Lillard ended up missing Games 4 and 5 due to the Achilles, and while he returned for Game 6 and put up 28 points, he was not his usual self. Thus, a frustrating and somewhat underwhelming first season for Lillard in Milwaukee came to an end. Between coaching changes, injuries, personal matters and the general challenges that come with adjusting to a new team and role, Lillard never fully found his footing. 

During his press conference after Game 6, Lillard acknowledged that him and the Bucks went through "hard times" over the past few months. He added that he is "extremely excited" for next season, which he predicted will be much better -- both for him and the team. 

"I get the opportunity to play with Giannis, I'm playing with veteran players and I know the only thing we're playing for is an opportunity to win a championship," Lillard said. "That's why I made the decision to be a part of something like this. I understand the chatter and the gossip and all of those things come with the territory.
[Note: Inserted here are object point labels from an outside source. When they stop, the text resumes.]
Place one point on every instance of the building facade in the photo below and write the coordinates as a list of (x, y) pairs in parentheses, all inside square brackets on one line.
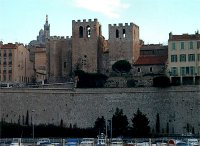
[(123, 42), (85, 45), (59, 51), (15, 64), (184, 58), (40, 64)]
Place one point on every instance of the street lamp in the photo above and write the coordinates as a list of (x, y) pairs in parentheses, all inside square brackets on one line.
[(33, 127), (111, 111)]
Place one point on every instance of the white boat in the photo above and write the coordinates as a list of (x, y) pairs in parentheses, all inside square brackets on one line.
[(101, 140), (16, 142), (44, 141), (87, 142), (116, 142), (193, 142)]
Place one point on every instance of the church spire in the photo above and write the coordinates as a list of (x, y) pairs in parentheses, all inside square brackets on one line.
[(46, 18)]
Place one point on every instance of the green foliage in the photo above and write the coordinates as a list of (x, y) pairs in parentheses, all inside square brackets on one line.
[(122, 66), (157, 123), (161, 81), (90, 80), (140, 125), (119, 123), (100, 125), (131, 83)]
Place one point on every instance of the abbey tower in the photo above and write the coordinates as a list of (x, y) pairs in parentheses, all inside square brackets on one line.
[(85, 45), (123, 42)]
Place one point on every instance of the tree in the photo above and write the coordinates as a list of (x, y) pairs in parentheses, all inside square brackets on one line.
[(140, 124), (119, 123), (100, 125), (161, 81), (157, 123), (121, 66), (27, 118)]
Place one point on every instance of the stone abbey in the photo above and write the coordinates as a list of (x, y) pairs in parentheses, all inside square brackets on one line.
[(87, 49), (55, 58)]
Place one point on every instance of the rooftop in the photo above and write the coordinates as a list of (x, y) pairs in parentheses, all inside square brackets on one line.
[(153, 46), (151, 60), (184, 37), (9, 46)]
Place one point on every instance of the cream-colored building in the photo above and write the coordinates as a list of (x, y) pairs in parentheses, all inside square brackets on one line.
[(15, 65), (40, 64), (184, 58)]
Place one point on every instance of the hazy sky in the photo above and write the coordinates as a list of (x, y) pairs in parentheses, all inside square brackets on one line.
[(21, 20)]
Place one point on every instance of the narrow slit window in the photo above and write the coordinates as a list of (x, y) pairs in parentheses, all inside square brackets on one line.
[(88, 31), (80, 31), (124, 33), (117, 33)]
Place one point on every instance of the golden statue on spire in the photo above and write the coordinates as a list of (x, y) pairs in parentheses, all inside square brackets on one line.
[(46, 18)]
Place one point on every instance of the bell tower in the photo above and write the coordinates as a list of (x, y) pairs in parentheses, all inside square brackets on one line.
[(46, 29)]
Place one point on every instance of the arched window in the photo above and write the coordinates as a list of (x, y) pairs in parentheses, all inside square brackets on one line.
[(88, 31), (80, 31), (124, 33), (117, 33)]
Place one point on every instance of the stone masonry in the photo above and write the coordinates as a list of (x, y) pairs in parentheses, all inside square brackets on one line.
[(176, 106)]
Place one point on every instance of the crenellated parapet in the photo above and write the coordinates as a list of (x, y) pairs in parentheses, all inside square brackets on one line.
[(85, 21), (60, 37), (124, 25)]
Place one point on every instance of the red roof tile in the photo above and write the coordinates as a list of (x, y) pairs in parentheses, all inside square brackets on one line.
[(9, 46), (184, 37), (151, 60)]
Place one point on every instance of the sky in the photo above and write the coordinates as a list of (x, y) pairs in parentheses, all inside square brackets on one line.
[(21, 20)]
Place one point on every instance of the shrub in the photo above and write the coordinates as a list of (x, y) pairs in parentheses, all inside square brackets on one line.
[(121, 66), (161, 81)]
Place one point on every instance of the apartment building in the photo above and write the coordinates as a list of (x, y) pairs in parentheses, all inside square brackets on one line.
[(15, 65), (184, 58)]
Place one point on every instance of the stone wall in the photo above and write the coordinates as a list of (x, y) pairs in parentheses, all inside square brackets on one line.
[(176, 106)]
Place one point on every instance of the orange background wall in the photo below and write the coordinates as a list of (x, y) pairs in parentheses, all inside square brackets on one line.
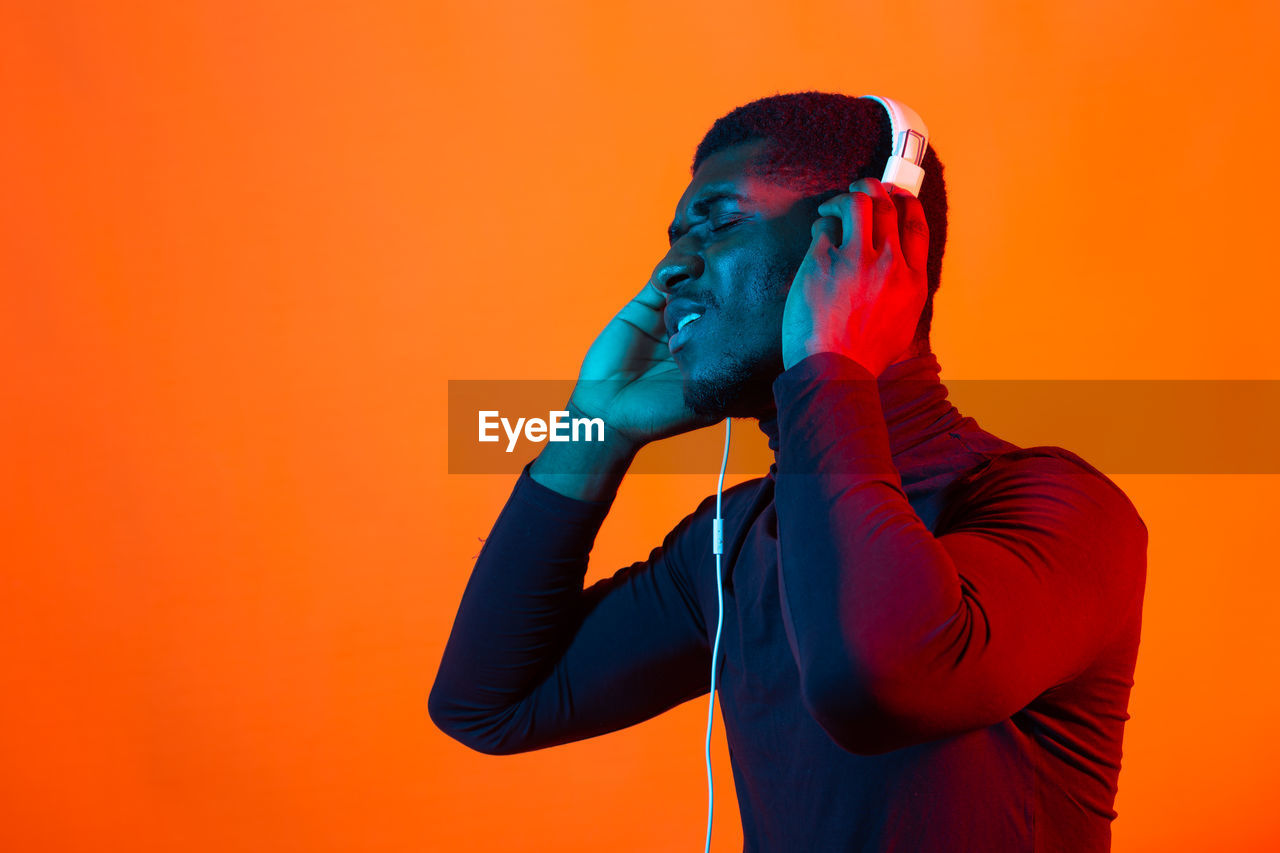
[(245, 245)]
And I know that criticism comes with being on a team with high expectations. 

"When I look at my performance, I know that I could have done a lot of things better, and I know that I'm gonna have a full season of knowing the coach I may be playing for and have a better idea of the guys that I'm going to be playing with. Being in Milwaukee, I've kind of settled into things here. Having a regular offseason and being able to actually train and be able to do live stuff -- last year I couldn't do certain things because I couldn't get hurt because I knew I was gonna get traded. I think going into next season [people will] be really surprised at how much of an impact all of these things actually did have when they see me come back."
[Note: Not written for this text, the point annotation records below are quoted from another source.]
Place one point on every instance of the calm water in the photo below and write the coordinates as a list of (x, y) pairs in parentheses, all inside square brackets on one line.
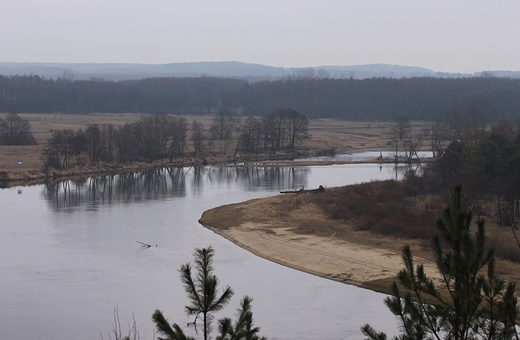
[(68, 255)]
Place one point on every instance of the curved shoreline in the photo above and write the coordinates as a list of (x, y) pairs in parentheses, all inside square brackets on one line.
[(366, 261), (9, 178)]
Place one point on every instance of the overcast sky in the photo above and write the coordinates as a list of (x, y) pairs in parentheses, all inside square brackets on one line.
[(442, 35)]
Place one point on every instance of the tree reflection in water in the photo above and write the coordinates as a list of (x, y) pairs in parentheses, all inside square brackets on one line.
[(164, 183)]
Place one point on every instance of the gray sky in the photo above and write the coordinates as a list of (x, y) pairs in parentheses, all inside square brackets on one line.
[(442, 35)]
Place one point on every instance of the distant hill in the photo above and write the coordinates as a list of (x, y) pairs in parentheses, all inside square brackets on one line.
[(231, 69)]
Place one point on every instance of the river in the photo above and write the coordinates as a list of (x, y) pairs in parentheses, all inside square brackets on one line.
[(69, 256)]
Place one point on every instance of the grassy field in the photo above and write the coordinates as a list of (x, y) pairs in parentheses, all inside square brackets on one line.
[(326, 134)]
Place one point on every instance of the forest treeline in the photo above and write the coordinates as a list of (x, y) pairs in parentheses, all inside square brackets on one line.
[(161, 136), (420, 98)]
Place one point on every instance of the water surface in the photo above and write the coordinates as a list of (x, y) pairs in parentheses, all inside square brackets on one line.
[(69, 256)]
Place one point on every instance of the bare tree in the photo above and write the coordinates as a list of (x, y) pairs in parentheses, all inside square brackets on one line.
[(198, 135)]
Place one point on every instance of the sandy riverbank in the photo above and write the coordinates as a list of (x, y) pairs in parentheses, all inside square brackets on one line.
[(360, 259)]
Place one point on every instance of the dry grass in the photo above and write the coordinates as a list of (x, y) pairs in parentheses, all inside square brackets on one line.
[(303, 215), (326, 134)]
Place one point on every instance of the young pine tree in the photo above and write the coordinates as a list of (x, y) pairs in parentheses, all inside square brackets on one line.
[(202, 287), (469, 305)]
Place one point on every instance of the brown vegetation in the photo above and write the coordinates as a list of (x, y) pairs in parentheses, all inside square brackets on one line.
[(326, 136), (343, 218)]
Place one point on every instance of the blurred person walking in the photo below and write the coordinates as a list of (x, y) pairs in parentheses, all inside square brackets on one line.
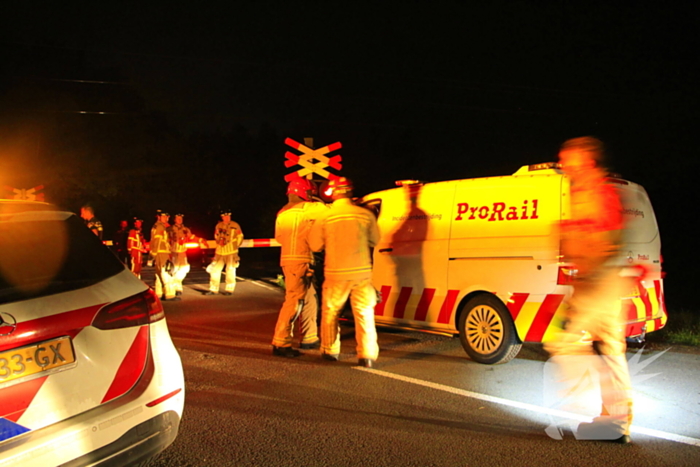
[(292, 227), (92, 222), (179, 235), (347, 233), (593, 340), (137, 246), (228, 237), (160, 251)]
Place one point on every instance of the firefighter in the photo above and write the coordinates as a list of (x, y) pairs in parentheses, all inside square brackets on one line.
[(92, 222), (292, 226), (160, 251), (179, 235), (347, 233), (137, 246), (228, 237), (593, 340)]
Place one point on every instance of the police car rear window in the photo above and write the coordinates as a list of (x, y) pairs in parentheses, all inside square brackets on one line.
[(45, 257)]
Middleton's injury woes continue

Khris Middleton sprained his knee in the first round of the 2022 playoffs, which kept him out of the rest of that run, and has been hampered with injuries ever since. He's played just 88 games in the last two seasons combined, and the injury bug struck again versus the Pacers. 

A few minutes into the first quarter of Game 2, Middleton stepped on Pascal Siakam's foot and rolled his right ankle. Early in the third quarter of Game 4, Myles Turner landed on his leg after a layup and he tweaked his left ankle -- the same one that forced him to miss over a month earlier in the season. 

Middleton soldiered on, appeared in every game this series and even had one of the best performances of his career in the Game 3 loss. The two bad ankles and the extra load he was carrying without his co-stars seemed to catch up with him in Game 6, though, as he finished with just 14 points on 6-of-15 from the field. 

"Ankles are sore, but everybody's going through something in the playoffs," Middleton remarked. "So if you can play through it, you gotta go out there and play, no excuses about it. Just tonight, just didn't have it."

Bad luck ends season early

After another first-round exit, Bucks general manager Jon Horst and the rest of the front office will face some tough questions about this season and their role in the outcome. There was plenty they could, and should, have done differently over the past year. 

The devastating rash of injuries that cost the team its two best players at the most important moment, however, will not be on the list of mistakes. Antetokounmpo, Lillard and Middleton played 42 games together in the regular season, including just eight under Doc Rivers, and zero in the playoffs. 

As the Bucks know better than most franchises, sometimes you just have bad luck.